Indeks Harga Saham Gabungan (IHSG) mengalami volatilitas tinggi pada perdagangan Jumat (29/5). Sempat dibuka menguat signifikan hingga 1,43% ke level 6.217 pada sesi pertama, indeks justru berbalik arah dan ditutup melemah tipis 0,05% ke posisi 6.127 di akhir sesi perdagangan.
Secara keseluruhan, tekanan jual tampak mendominasi pasar. Tercatat sebanyak 409 saham mengalami koreksi, sementara 271 saham berhasil ditutup menguat dan 137 saham lainnya stagnan. Berdasarkan data Bursa Efek Indonesia (BEI), total nilai transaksi hari ini mencapai Rp 49,94 triliun dengan volume perdagangan sebesar 46,96 miliar saham dan frekuensi transaksi sebanyak 2,37 juta kali. Adapun total kapitalisasi pasar IHSG tercatat di angka Rp 10.752 triliun.
Aktivitas pasar hari ini diwarnai oleh maraknya transaksi crossing atau transaksi tutup sendiri pada sejumlah saham berkapitalisasi besar. Transaksi jumbo tersebut di antaranya terjadi pada saham PT Super Bank Indonesia Tbk (SUPA) senilai Rp 812,60 miliar di harga Rp 326, serta PT Amman Mineral Internasional Tbk (AMMN) senilai Rp 304,39 miliar di harga Rp 3.300. Selain itu, transaksi serupa juga melibatkan saham PT Telkom Indonesia Tbk (TLKM) sebesar Rp 241,01 miliar, PT Bank Mandiri Tbk (BMRI) sebesar Rp 228,80 miliar, PT Sinar Mas Multiartha Tbk (SMMA) sebesar Rp 195,98 miliar, dan PT Bank Central Asia Tbk (BBCA) sebesar Rp 125,60 miliar.
Meskipun indeks utama melemah, enam dari sebelas sektor di bursa berhasil bertahan di zona hijau.

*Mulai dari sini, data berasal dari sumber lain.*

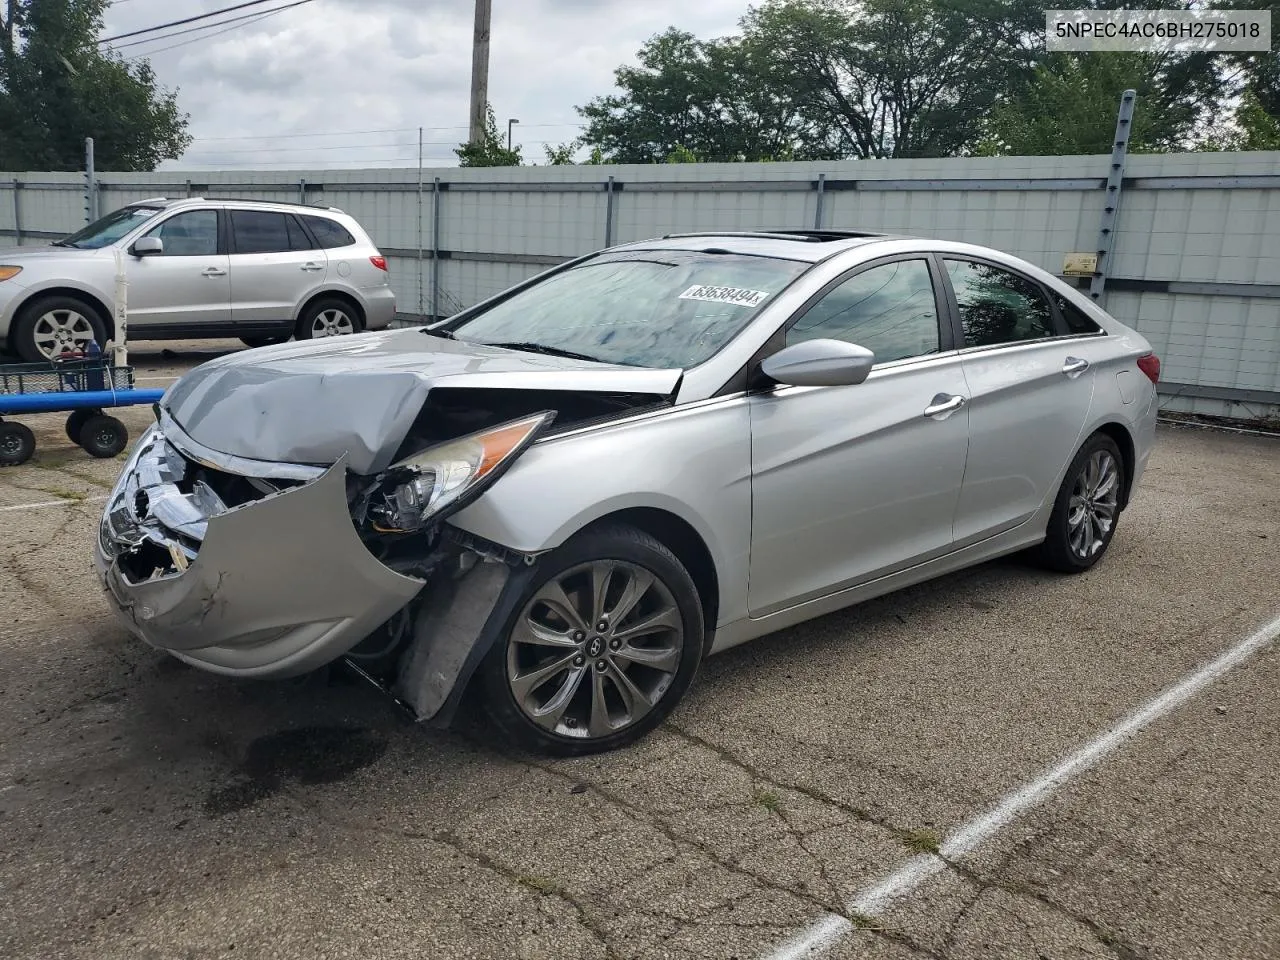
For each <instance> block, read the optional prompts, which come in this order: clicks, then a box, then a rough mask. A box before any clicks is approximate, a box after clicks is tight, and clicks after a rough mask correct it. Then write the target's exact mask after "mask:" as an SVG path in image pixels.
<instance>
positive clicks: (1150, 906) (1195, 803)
mask: <svg viewBox="0 0 1280 960" xmlns="http://www.w3.org/2000/svg"><path fill="white" fill-rule="evenodd" d="M161 346H168V349H169V351H177V353H164V352H161V351H160V347H161ZM230 346H232V344H229V343H211V344H188V343H183V344H143V346H142V347H141V348H138V349H136V351H134V355H133V362H134V364H136V365H137V366H138V369H140V370H138V375H140V376H145V378H156V379H154V380H148V381H147V383H146V384H145V385H163V383H164V381H165V380H164V378H166V376H170V375H173V374H175V372H178V371H180V370H184V369H189V367H191V366H192V365H195V364H196V362H198V361H200V360H202V358H205V357H207V356H211V355H214V353H216V352H218V351H220V349H227V348H230ZM122 419H124V420H125V421H127V422H128V425H129V428H131V430H132V431H133V433H134V435H137V434H138V433H141V430H142V428H145V425H146V424H147V421H148V419H150V412H148V411H146V410H132V411H124V412H123V415H122ZM24 421H26V422H28V424H29V425H32V428H33V429H36V431H37V435H38V443H40V445H38V452H37V457H36V460H35V461H32V462H31V463H28V465H26V466H23V467H17V468H10V470H6V471H4V472H3V474H0V531H3V538H0V563H3V570H4V573H3V577H4V579H3V584H4V588H3V591H0V594H3V602H0V625H3V630H0V634H3V636H0V956H3V957H14V959H19V957H22V959H26V957H31V959H33V960H36V959H38V960H54V959H55V957H84V959H86V960H87V959H92V960H108V959H114V957H120V959H122V960H123V959H125V957H128V959H129V960H150V959H156V960H160V959H164V960H169V959H170V957H173V959H179V957H180V959H191V960H205V959H212V957H279V959H282V960H289V959H293V957H298V959H300V960H302V959H305V960H320V959H321V957H358V959H360V960H371V959H374V960H380V959H381V957H388V959H390V957H495V959H497V957H517V959H520V960H536V959H541V957H548V959H552V957H556V959H563V957H609V959H617V960H623V959H626V960H630V959H631V957H636V959H641V957H644V959H650V957H653V959H657V957H672V959H680V960H684V959H685V957H740V959H742V960H746V959H748V957H760V956H767V955H768V954H769V951H771V950H772V948H773V947H774V946H777V945H778V943H781V942H783V941H785V940H787V938H788V937H790V936H791V934H794V933H795V932H796V929H797V928H803V927H805V925H806V924H809V923H810V922H812V920H814V919H815V918H818V916H820V915H822V914H824V913H827V911H835V913H841V914H845V915H849V914H847V906H846V905H847V904H850V902H851V901H854V900H855V899H856V897H858V895H859V893H860V892H861V891H864V890H865V888H867V887H868V886H869V884H872V883H874V882H876V881H877V879H879V878H882V877H883V876H884V874H887V873H888V872H891V870H892V869H893V868H895V867H897V865H900V864H901V863H902V861H905V860H908V859H909V858H910V856H913V855H914V854H915V852H916V851H920V850H928V849H931V847H933V846H934V845H936V842H937V841H938V840H940V838H942V837H946V836H947V835H948V833H951V832H952V831H955V828H956V827H959V826H960V824H963V823H965V822H966V820H969V819H970V818H973V817H975V815H978V814H980V813H982V812H984V810H987V809H989V808H991V806H992V805H995V804H996V803H998V801H1000V800H1001V799H1002V797H1004V796H1006V795H1007V794H1009V792H1010V791H1015V790H1018V788H1019V787H1020V786H1023V785H1025V783H1027V782H1028V781H1032V780H1034V778H1036V777H1037V776H1039V774H1041V772H1043V771H1044V769H1046V768H1047V767H1050V765H1052V764H1053V763H1055V762H1057V760H1060V759H1061V758H1062V756H1065V755H1068V754H1070V753H1071V751H1073V750H1075V749H1078V748H1079V746H1080V745H1082V744H1084V742H1087V741H1089V740H1092V739H1093V737H1096V736H1097V735H1100V733H1102V732H1105V731H1106V730H1108V728H1110V727H1111V726H1114V724H1115V723H1116V722H1117V721H1119V719H1121V718H1123V717H1124V716H1125V714H1126V713H1129V712H1130V710H1133V709H1134V708H1137V707H1139V705H1142V704H1143V703H1146V701H1147V700H1148V699H1149V698H1152V696H1153V695H1156V694H1158V692H1160V691H1161V690H1164V689H1165V687H1167V686H1170V685H1171V684H1175V682H1178V681H1179V680H1180V678H1181V677H1184V676H1185V675H1187V673H1189V672H1192V671H1194V669H1197V668H1198V667H1199V666H1201V664H1203V663H1204V662H1206V660H1208V659H1212V658H1213V657H1216V655H1217V654H1220V653H1221V652H1224V650H1226V649H1229V648H1231V646H1233V645H1235V644H1236V643H1239V641H1240V640H1242V639H1243V637H1244V636H1247V635H1248V634H1251V632H1252V631H1254V630H1257V628H1258V626H1260V625H1261V623H1263V622H1266V621H1270V620H1272V618H1274V617H1276V616H1277V614H1280V586H1277V584H1280V442H1276V440H1270V439H1262V438H1248V436H1234V435H1224V434H1216V433H1210V431H1203V430H1193V429H1162V430H1161V433H1160V439H1158V445H1157V449H1156V453H1155V454H1153V458H1152V462H1151V467H1149V470H1148V474H1147V476H1146V480H1144V483H1143V485H1142V488H1140V492H1139V494H1138V498H1137V500H1135V503H1134V504H1133V507H1132V508H1130V509H1129V511H1128V512H1126V513H1125V515H1124V517H1123V520H1121V526H1120V531H1119V534H1117V539H1116V540H1115V543H1114V545H1112V548H1111V553H1110V556H1108V557H1107V558H1106V561H1103V563H1101V564H1100V566H1098V567H1097V568H1094V570H1093V571H1091V572H1089V573H1087V575H1084V576H1082V577H1073V579H1066V577H1060V576H1055V575H1050V573H1046V572H1042V571H1038V570H1034V568H1032V567H1028V566H1025V564H1023V563H1021V562H1020V561H1018V559H1016V558H1015V559H1006V561H1001V562H996V563H991V564H987V566H983V567H978V568H974V570H970V571H966V572H963V573H959V575H955V576H951V577H946V579H943V580H940V581H934V582H933V584H925V585H922V586H918V588H913V589H909V590H906V591H904V593H900V594H896V595H892V596H887V598H882V599H881V600H876V602H873V603H869V604H865V605H863V607H859V608H855V609H852V611H846V612H842V613H837V614H833V616H829V617H826V618H823V620H819V621H815V622H812V623H808V625H804V626H801V627H796V628H792V630H788V631H785V632H782V634H780V635H777V636H773V637H769V639H764V640H759V641H756V643H754V644H750V645H748V646H744V648H740V649H737V650H733V652H730V653H727V654H723V655H721V657H717V658H713V659H712V660H709V662H708V663H707V664H705V667H704V669H703V675H701V676H700V678H699V681H698V682H696V684H695V686H694V690H692V691H691V694H690V696H689V699H687V701H686V703H685V705H684V707H682V708H681V709H678V710H677V712H676V714H675V716H673V717H672V719H671V721H669V722H668V723H667V724H666V726H663V727H662V728H659V731H658V732H657V733H655V735H654V736H652V737H649V739H648V740H646V741H645V742H643V744H640V745H637V746H635V748H631V749H628V750H623V751H620V753H614V754H609V755H604V756H593V758H582V759H575V760H549V759H545V758H539V756H527V755H517V754H513V753H511V751H509V750H507V749H506V748H504V746H503V745H502V744H499V742H497V741H495V739H494V737H493V736H492V735H490V732H489V730H488V727H486V724H485V723H484V721H483V719H480V718H479V717H475V716H466V717H463V719H462V722H461V723H460V726H458V728H456V730H453V731H448V732H440V731H426V730H420V728H417V727H415V726H412V724H410V723H408V722H406V721H404V719H403V718H401V717H399V716H398V714H397V713H394V712H393V710H392V708H390V707H389V705H388V703H387V701H384V700H383V699H381V698H380V696H379V695H378V694H376V692H374V691H371V690H369V689H366V687H364V686H360V685H356V684H353V682H348V681H346V680H343V678H342V677H312V678H308V680H306V681H294V682H288V684H250V682H234V681H227V680H221V678H218V677H211V676H207V675H204V673H200V672H197V671H193V669H189V668H187V667H184V666H182V664H180V663H178V662H177V660H173V659H170V658H168V657H165V655H163V654H159V653H156V652H154V650H150V649H147V648H146V646H143V645H142V644H140V643H137V641H134V640H132V639H131V637H129V636H127V635H125V632H124V631H123V630H122V628H120V627H119V626H116V623H115V621H114V620H113V618H111V617H110V616H109V612H108V608H106V605H105V602H104V600H102V598H101V595H100V590H99V586H97V584H96V581H95V577H93V573H92V563H91V559H90V550H91V545H92V539H93V535H95V526H96V521H97V516H99V512H100V511H101V498H104V497H105V494H106V492H108V489H109V486H110V484H111V483H113V480H114V476H115V472H116V471H118V468H119V463H118V462H101V461H92V460H90V458H88V457H87V456H86V454H84V453H83V452H81V451H79V449H78V448H76V447H72V445H70V443H69V442H68V440H67V438H65V436H64V434H63V417H60V416H58V415H50V416H42V417H28V419H26V420H24ZM47 502H54V503H55V506H49V507H41V508H35V509H24V508H23V509H6V508H9V507H23V506H24V504H33V503H47ZM1277 717H1280V654H1277V652H1276V648H1275V645H1272V646H1267V648H1265V649H1263V650H1262V652H1261V653H1260V654H1258V655H1256V657H1254V658H1252V659H1251V660H1249V662H1247V663H1245V664H1243V666H1240V667H1238V668H1236V669H1234V671H1231V672H1230V673H1228V675H1226V676H1225V677H1224V678H1222V680H1220V681H1219V682H1216V684H1215V685H1212V686H1211V687H1208V689H1207V690H1206V691H1203V692H1202V694H1199V695H1197V696H1196V698H1193V699H1192V700H1190V701H1189V703H1187V704H1184V705H1183V707H1181V708H1179V709H1176V710H1175V712H1172V713H1170V714H1169V716H1166V717H1164V718H1162V719H1160V721H1157V722H1156V723H1155V724H1153V726H1151V727H1149V728H1147V730H1146V731H1144V732H1142V733H1140V735H1139V736H1138V737H1137V739H1134V740H1133V741H1129V742H1128V744H1125V745H1124V746H1123V748H1121V749H1120V750H1117V751H1116V753H1114V754H1111V755H1110V756H1107V758H1106V759H1105V760H1103V762H1102V763H1100V764H1098V765H1096V767H1093V768H1089V769H1088V771H1085V772H1084V773H1083V774H1082V776H1079V777H1076V778H1075V780H1073V781H1070V782H1068V783H1066V785H1065V786H1064V787H1062V788H1061V790H1059V791H1057V792H1056V794H1053V795H1052V796H1051V797H1050V799H1048V800H1047V801H1046V803H1044V804H1042V805H1041V806H1038V808H1036V809H1034V810H1032V812H1030V813H1028V814H1027V815H1024V817H1021V818H1020V819H1018V820H1015V822H1014V823H1012V824H1010V826H1009V827H1006V828H1004V829H1002V831H1000V832H998V833H997V835H996V836H995V838H993V840H991V841H989V842H987V844H984V845H982V846H979V847H978V849H977V850H975V851H973V852H972V854H968V855H965V856H964V858H963V859H960V860H956V861H948V864H947V867H946V869H945V870H943V872H942V873H941V874H938V876H937V877H934V878H932V879H929V881H928V882H925V883H923V884H922V886H919V887H918V888H916V890H914V891H913V892H911V893H910V895H909V896H908V897H905V899H904V900H901V901H899V902H896V904H895V905H893V906H892V908H891V909H890V910H888V911H887V913H884V914H883V915H879V916H874V918H864V916H852V918H851V919H854V922H855V927H856V928H855V929H854V931H852V932H851V933H850V936H847V937H846V938H844V940H842V941H841V942H840V943H838V945H836V947H833V948H832V950H831V951H829V954H828V956H831V957H870V959H872V960H878V959H881V957H884V959H891V957H892V959H896V957H913V956H928V957H946V959H947V960H961V959H968V957H1028V959H1029V960H1041V959H1052V960H1057V959H1059V957H1062V959H1066V957H1116V960H1155V959H1157V957H1213V959H1215V960H1219V959H1221V957H1233V959H1235V957H1239V959H1242V960H1244V959H1249V957H1257V959H1258V960H1263V959H1274V957H1276V956H1280V817H1277V814H1280V786H1277V774H1280V736H1277V730H1276V727H1277V721H1276V718H1277Z"/></svg>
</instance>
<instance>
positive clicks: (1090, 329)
mask: <svg viewBox="0 0 1280 960" xmlns="http://www.w3.org/2000/svg"><path fill="white" fill-rule="evenodd" d="M1053 301H1055V302H1056V303H1057V308H1059V310H1060V311H1061V314H1062V320H1065V321H1066V329H1068V330H1069V332H1070V333H1102V328H1101V326H1098V325H1097V324H1096V323H1094V321H1093V320H1091V319H1089V317H1088V316H1087V315H1085V312H1084V311H1083V310H1080V308H1079V307H1078V306H1075V305H1074V303H1073V302H1071V301H1069V300H1068V298H1066V297H1064V296H1062V294H1061V293H1055V294H1053Z"/></svg>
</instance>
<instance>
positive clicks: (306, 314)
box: [297, 298, 360, 340]
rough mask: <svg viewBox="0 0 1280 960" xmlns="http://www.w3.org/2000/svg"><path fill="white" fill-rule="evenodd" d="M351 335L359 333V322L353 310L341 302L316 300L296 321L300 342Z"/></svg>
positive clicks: (349, 305) (338, 300)
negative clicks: (297, 322)
mask: <svg viewBox="0 0 1280 960" xmlns="http://www.w3.org/2000/svg"><path fill="white" fill-rule="evenodd" d="M352 333H360V320H358V319H357V316H356V311H355V308H353V307H352V306H351V305H349V303H347V302H346V301H343V300H337V298H332V300H317V301H316V302H315V303H312V305H311V306H308V307H307V308H306V310H305V311H302V317H301V319H300V320H298V333H297V335H298V339H300V340H314V339H317V338H320V337H346V335H348V334H352Z"/></svg>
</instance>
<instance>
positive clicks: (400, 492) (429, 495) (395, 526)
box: [366, 411, 556, 534]
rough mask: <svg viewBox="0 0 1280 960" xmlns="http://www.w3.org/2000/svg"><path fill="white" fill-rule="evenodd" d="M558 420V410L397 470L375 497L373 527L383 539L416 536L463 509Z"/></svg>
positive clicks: (373, 492)
mask: <svg viewBox="0 0 1280 960" xmlns="http://www.w3.org/2000/svg"><path fill="white" fill-rule="evenodd" d="M554 417H556V412H554V411H547V412H543V413H536V415H534V416H531V417H525V419H524V420H513V421H511V422H508V424H503V425H502V426H495V428H492V429H489V430H481V431H479V433H474V434H471V435H468V436H462V438H460V439H457V440H449V442H448V443H442V444H439V445H438V447H431V448H430V449H426V451H422V452H421V453H415V454H413V456H412V457H407V458H406V460H402V461H401V462H399V463H396V465H393V466H392V467H389V468H388V470H387V472H385V474H383V475H381V476H380V477H379V479H378V484H376V486H375V488H374V490H372V494H371V497H370V500H369V508H367V515H366V516H367V517H369V522H370V526H372V529H374V530H376V531H378V532H380V534H412V532H415V531H417V530H421V529H422V526H425V525H426V522H428V521H430V520H439V518H442V517H443V516H445V515H447V513H453V512H456V511H458V509H462V507H465V506H466V504H467V503H470V502H471V500H474V499H475V498H476V497H479V495H480V494H481V493H483V492H484V489H485V488H486V486H489V484H492V483H494V481H495V480H497V479H498V477H499V476H502V474H503V472H504V471H506V470H507V467H509V466H511V465H512V463H513V462H515V461H516V458H517V457H518V456H520V454H521V453H522V452H524V451H525V449H526V448H527V447H529V444H531V443H532V442H534V439H536V436H538V434H539V433H540V431H541V430H543V428H545V426H547V425H548V424H549V422H550V421H552V420H553V419H554Z"/></svg>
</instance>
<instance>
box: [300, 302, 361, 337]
mask: <svg viewBox="0 0 1280 960" xmlns="http://www.w3.org/2000/svg"><path fill="white" fill-rule="evenodd" d="M355 332H356V324H355V321H353V320H352V319H351V316H348V315H347V314H346V312H344V311H342V310H337V308H329V310H321V311H320V312H319V314H316V319H315V320H312V321H311V335H312V337H346V335H347V334H351V333H355Z"/></svg>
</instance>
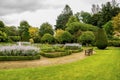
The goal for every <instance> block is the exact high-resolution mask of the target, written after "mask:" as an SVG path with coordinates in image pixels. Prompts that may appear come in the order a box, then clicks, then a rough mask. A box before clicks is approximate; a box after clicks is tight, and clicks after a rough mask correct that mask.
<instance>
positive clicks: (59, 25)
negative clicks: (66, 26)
mask: <svg viewBox="0 0 120 80" xmlns="http://www.w3.org/2000/svg"><path fill="white" fill-rule="evenodd" d="M72 15H73V12H72V10H71V8H70V7H69V5H66V6H65V8H64V9H63V11H62V13H61V14H60V15H59V16H58V17H57V20H56V25H55V29H56V30H57V29H63V30H65V28H66V23H67V22H68V19H69V18H70V16H72Z"/></svg>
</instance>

Sektor infrastruktur mencatat kinerja paling impresif dengan kenaikan sebesar 2,89%. Salah satu penggerak sektor ini adalah saham PT Solusi Sinergi Digital Tbk (WIFI) yang menguat 1,99% ke level Rp 2.050.
Sentimen pasar global pada perdagangan hari ini cenderung variatif. Bursa saham Asia mayoritas berada di zona hijau, dengan kenaikan indeks Nikkei sebesar 2,61%, Hang Seng 1,10%, dan Straits Times 0,92%. Berbeda dengan tren regional, indeks Shanghai Composite justru harus terkoreksi 0,73%.
Berikut adalah deretan saham yang mencatatkan performa terbaik dan terburuk pada perdagangan hari ini:
Saham Top Gainers:
- PT Barito Renewables Energy Tbk (BREN) naik 25% ke Rp 3.300.
- PT Raharja Energi Cepu Tbk (RATU) naik 25% ke Rp 5.300.
- PT Barito Pacific Tbk (BRPT) naik 24,76% ke Rp 1.940.
Saham Top Losers:
- PT Adhi Karya Tbk (ADHI) turun 6,15% ke Rp 168.
- PT Chandra Asri Pacific Tbk (TPIA) turun 6,05% ke Rp 1.785.
- PT Bumi Serpong Damai Tbk (BSDE) turun 5,26% ke Rp 630.
Ringkasan
Indeks Harga Saham Gabungan (IHSG) ditutup melemah tipis 0,05% ke level 6.127 pada perdagangan Jumat (29/5), setelah sempat dibuka menguat signifikan. Tekanan jual mendominasi pasar dengan 409 saham mengalami koreksi dari total nilai transaksi harian yang mencapai Rp 49,94 triliun.
Aktivitas perdagangan diwarnai oleh transaksi jumbo atau crossing pada sejumlah saham berkapitalisasi besar, seperti SUPA, AMMN, TLKM, BMRI, SMMA, dan BBCA. Meskipun indeks utama melemah, sektor infrastruktur berhasil mencatatkan kinerja impresif dengan kenaikan 2,89% di tengah sentimen pasar Asia yang cenderung variatif.